Bei einer Schachttiefe von über einem Meter und einem Schachtdurchmesser von 40 Zentimetern war zur Rettung voller Körpereinsatz gefragt. Jedes Leben zählt. Ohne groß nachzudenken zieht sich DD die Jacke aus und klettert selbstlos kopfüber in den Entwässerungsschacht und schafft es schließlich die Krötendame zu bergen. Vor lauter Schrecken dankt die Gerettete es uns mit dem Absondern einer Ladung Urin. Möglicherweise ein Abwehrmechanismus um potentielle Fressfeinde mit einem giftigen Sekret in die Flucht zu schlagen. So sind im Giftcocktail der Erdkröten unter anderem Bufotoxine enthalten, von denen einige Vertreter dem Gift des Fingerhuts (Digitalis) sehr ähnlich sind.
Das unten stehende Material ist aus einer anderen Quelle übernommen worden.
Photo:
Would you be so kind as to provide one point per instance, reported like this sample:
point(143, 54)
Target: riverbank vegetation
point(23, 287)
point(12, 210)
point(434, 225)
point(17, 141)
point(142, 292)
Die Krötenurinlache hat in etwa die Größe einer 2-Euro-Münze.
Inwieweit die ölig-schimmernden Bereiche auf der Flüssigkeitsoberfläche unlösliche Bestandteile des Krötensekrets sind oder irgendwelche Verunreinigungen vom Straßenverkehr kann ich nicht beurteilen. Die Flüssigkeitsmenge auf dem Bild entspricht in etwa der Größe eines 2€-Stücks.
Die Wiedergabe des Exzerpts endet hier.